Dutschke verwirrt die SPD

Die SPD Friedrichshain-Kreuzberg unterstützt nun doch die Umbenennung der Koch- in Rudi-Dutschke-Straße. Ihre Partei werde sich in den Straßenkampf stürzen, sagt die Bezirkschefin. Nur ihr Fraktionschef im Bezirksparlament weiß davon noch nichts

Von Sebastian Kretz

Rudi Dutschke bringt die SPD gehörig durcheinander. Plötzlich sind zumindest einige Genossen aus Friedrichshain-Kreuzberg dafür, dass Teile der bisherigen Kochstraße nach dem Wortführer der Studentenbewegung benannt wird. „Natürlich haben wir eine Position: Wir sind für die Rudi-Dutschke-Straße“, sagt Bezirksvorsitzende Silke Fischer.

Im Sommer 2005 hatte die SPD-Fraktion im Bezirksparlament noch gegen die Umbenennung gestimmt. Als die CDU Anfang 2006 ein Bürgerbegehren startete, hatten die Sozialdemokraten sich aus der Diskussion zurückgezogen. Jetzt steht die Abstimmung bevor: Am 21. Januar entscheiden Kreuzberger und Friedrichshainer über die Umbenennung.

Doch so klar ist die SPD-Linie nicht, vielmehr geht es drunter und drüber.

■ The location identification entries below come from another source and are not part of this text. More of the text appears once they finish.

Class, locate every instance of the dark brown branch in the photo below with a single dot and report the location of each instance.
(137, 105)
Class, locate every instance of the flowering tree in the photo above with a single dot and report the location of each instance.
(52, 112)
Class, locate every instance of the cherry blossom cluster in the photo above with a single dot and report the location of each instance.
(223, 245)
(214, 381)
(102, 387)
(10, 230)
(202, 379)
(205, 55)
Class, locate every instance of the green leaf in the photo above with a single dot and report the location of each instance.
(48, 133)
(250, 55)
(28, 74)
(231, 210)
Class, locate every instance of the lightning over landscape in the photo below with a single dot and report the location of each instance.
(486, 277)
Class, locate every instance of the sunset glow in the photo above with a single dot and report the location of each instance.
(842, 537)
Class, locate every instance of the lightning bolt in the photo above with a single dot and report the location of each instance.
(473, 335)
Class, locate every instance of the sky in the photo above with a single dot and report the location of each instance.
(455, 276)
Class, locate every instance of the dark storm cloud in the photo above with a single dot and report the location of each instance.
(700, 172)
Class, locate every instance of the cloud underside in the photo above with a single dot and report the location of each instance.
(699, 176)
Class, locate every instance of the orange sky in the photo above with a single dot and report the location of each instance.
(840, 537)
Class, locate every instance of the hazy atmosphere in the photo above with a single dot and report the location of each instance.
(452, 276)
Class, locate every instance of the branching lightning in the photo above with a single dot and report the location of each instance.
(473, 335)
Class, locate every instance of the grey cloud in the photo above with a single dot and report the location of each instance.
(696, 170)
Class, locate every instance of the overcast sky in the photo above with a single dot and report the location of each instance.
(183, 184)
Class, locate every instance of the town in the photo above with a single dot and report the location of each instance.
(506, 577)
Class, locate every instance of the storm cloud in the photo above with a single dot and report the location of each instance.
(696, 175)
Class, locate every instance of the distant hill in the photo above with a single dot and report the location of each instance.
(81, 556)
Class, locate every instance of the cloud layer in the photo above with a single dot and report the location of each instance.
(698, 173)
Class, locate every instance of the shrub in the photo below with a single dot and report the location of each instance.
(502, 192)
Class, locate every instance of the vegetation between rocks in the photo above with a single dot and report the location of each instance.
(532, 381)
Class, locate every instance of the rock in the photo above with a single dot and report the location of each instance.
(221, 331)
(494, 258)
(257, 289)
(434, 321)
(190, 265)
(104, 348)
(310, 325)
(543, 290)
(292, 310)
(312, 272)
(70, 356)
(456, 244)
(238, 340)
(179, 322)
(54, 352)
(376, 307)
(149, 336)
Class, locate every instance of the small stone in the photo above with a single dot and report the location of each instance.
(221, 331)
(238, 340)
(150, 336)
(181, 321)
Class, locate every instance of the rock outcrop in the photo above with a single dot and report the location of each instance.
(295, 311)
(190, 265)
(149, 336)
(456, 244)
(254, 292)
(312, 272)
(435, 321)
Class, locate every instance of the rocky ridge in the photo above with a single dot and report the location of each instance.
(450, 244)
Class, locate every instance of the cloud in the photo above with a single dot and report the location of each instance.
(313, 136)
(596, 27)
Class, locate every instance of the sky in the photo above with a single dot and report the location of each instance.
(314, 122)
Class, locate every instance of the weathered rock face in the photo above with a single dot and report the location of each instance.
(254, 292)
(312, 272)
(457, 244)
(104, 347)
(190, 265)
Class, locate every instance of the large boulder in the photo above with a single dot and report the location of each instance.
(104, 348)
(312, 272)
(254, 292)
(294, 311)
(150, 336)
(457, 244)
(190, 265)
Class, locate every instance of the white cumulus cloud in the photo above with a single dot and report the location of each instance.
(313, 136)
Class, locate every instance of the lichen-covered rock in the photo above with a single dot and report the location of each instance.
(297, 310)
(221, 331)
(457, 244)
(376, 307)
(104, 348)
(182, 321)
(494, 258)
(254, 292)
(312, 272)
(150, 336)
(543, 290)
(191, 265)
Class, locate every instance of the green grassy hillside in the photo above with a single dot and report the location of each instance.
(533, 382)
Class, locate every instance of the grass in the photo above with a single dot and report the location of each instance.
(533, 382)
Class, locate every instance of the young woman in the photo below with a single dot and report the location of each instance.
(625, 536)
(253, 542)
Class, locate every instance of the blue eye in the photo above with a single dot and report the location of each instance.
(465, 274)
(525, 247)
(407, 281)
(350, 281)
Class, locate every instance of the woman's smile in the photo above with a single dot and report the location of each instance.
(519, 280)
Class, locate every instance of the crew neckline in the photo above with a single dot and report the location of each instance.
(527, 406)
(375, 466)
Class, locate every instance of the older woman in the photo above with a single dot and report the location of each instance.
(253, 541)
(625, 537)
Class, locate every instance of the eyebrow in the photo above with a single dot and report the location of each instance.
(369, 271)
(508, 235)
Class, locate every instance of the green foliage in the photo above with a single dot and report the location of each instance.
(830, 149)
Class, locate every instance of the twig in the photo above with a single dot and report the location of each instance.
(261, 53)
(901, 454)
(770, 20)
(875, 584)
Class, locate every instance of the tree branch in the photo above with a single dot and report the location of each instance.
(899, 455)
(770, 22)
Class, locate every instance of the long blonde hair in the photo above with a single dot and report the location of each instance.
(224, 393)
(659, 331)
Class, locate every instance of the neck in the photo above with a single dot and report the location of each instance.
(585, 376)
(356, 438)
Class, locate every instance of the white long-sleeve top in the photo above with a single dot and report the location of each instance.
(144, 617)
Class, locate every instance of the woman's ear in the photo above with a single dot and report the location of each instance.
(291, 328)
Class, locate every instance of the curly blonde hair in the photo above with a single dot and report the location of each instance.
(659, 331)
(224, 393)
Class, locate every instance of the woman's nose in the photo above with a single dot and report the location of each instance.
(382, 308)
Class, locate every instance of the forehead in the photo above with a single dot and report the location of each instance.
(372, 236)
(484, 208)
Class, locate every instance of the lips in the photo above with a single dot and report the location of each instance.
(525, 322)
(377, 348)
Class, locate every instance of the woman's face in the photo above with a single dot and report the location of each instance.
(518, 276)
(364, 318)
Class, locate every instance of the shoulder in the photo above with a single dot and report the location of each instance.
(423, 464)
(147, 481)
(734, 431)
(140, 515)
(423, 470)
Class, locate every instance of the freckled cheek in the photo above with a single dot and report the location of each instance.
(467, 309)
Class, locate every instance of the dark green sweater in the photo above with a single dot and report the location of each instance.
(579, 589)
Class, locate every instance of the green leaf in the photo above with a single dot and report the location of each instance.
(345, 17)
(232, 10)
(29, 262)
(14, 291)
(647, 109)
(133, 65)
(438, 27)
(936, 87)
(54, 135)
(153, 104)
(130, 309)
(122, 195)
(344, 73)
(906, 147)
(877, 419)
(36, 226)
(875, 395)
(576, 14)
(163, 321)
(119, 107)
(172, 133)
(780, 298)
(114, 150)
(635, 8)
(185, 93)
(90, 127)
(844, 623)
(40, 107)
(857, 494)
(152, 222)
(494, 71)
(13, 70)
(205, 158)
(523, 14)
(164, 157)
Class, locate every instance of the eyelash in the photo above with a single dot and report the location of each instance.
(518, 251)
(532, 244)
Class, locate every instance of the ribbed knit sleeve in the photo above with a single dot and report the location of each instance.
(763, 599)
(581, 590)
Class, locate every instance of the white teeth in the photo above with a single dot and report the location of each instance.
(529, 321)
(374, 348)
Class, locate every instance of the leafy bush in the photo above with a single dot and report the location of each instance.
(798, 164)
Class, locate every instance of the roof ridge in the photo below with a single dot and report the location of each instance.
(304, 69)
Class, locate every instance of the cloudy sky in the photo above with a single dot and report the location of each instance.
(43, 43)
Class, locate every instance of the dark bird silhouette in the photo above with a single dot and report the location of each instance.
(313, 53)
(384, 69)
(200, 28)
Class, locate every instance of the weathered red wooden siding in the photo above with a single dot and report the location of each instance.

Während die Sozialdemokraten laut Fischer vorhaben, Friedrichshainer und Kreuzberger auf der Straße zu überzeugen und sich mit mit Infoständen „aktiv“ an dem beginnenden Straßenkampf zu beteiligen, sagt Andy Hehmke, der Fraktionsvorsitzende der SPD im Bezirksparlament: „Es sind keine konkreten Aktionen geplant.“ Die Mehrheit der BVV-Mitglieder sei zwar für die Umbenennung, das seit Dezember 2004 andauernde Verfahren halte er jedoch für „unwürdig“. Hehmke: „Die zwei Jahre hätte man sich sparen können.“

Die taz hatte vor zwei Jahren vorgeschlagen, die Straße im alten Zeitungsviertel nach dem Wortführer der Studentenbewegung zu benennen. Bald hatten alle Parteien eine Position: Die PDS übernahm die Initiative und brachte sie als Eilantrag in die Bezirksverordnetenversammlung (BVV) Friedrichshain-Kreuzberg ein. Die Grünen schlossen sich an, die CDU war dagegen.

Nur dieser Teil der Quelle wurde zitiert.